The Debate in St. Louis.1

(This post has been updated. Please see comments below.)

After battling severe traffic that caused me to listen to the first half hour of this debate on my car radio, I'll try to catch up.

The difference between listening and seeing is the ability to pick up their body language. More on that in a minute.

The candidates are on climate change now. Palin did a good job of avoiding the red herring of whether she thinks climate change is man-made. But Biden has proved to be far more articulate and effective during the extended conversation.

Oops. On to same-sex relationships, hopefully this one will not become a major issue in the campaign. Basically, the candidates tied.

Now, they are on to the Iraq War. Palin, first, is flat-lining this one, no points scored whatsoever. Whereas Biden is hitting a double by using the old tactic of Iraqi-bashing. Wow! Now he has escalated a home run on the issue.

Palin is blowing it. She pandered, calling the Obama plan a "white flag."

Now on to Iran and Pakistan, and which is more dangerous. Biden is hitting a grand slam home run. How can Palin possibly respond? Palin is arguing that the "central war" on terror is in Iraq. That is her second huge error.

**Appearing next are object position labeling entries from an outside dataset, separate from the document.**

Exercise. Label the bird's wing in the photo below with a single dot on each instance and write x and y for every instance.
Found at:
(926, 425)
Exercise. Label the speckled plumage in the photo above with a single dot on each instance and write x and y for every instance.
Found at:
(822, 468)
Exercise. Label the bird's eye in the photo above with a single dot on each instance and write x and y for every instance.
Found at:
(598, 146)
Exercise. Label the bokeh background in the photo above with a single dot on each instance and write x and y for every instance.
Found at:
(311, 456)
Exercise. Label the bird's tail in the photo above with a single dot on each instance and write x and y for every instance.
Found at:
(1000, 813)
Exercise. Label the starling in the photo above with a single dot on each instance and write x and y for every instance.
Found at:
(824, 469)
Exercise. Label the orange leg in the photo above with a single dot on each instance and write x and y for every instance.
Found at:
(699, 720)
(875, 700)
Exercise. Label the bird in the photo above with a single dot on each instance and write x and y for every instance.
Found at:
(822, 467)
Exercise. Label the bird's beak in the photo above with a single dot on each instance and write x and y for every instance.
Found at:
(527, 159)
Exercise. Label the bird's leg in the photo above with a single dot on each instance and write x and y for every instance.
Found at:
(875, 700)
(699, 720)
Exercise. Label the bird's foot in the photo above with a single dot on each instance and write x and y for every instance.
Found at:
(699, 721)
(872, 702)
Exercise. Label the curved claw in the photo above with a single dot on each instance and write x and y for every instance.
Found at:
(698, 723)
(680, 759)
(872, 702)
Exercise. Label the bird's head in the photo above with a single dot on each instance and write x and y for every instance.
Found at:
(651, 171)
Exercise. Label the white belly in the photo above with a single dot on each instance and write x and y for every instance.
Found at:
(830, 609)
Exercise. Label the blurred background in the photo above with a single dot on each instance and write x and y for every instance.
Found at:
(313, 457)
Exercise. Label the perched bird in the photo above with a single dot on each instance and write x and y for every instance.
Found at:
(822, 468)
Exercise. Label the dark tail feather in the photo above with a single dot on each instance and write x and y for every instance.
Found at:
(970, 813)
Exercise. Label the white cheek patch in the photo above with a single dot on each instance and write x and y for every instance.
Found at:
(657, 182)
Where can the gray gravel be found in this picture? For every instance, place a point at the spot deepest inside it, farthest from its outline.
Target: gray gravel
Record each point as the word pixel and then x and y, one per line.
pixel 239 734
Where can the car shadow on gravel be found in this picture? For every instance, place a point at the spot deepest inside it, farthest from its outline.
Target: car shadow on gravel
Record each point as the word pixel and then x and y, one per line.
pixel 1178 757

So here she is playing the anti-terror card and not scoring any points. Biden is delivering a sound spanking to Palin on an issue that he is so much more informed that she looks like a naughty schoolgirl. (Sorry to sound condescending.)

Now we are on to Israel and Palestine. Palin is doing a credible job. Biden panders in response, claiming he is Israel's best friend in the Senate, he bunted a foul ball. In style and substance he smacked her down. Now Palin is a great lover of Jews! Wow! Somehow I do not think it is resonating among any of the Jewish constituencies that I am personally in touch with.

So, both tickets are pandering to AIPAC. Disgusting.

Now we are on to nuclear weapons. My sense is that Palin is reaching the end of her pre-debate preparation limits. I worry that she may start deconstructing from here on out, which would be sad, because, even though to my eyes she is clearly losing this debate, I feel she has done a creditable job, given her lack of experience.

Now, they have entered the doldrums of any 90-minute debate, where they are trading jabs over obscure fine-sliced lunchmeats, and neither one of them is gaining anything right now.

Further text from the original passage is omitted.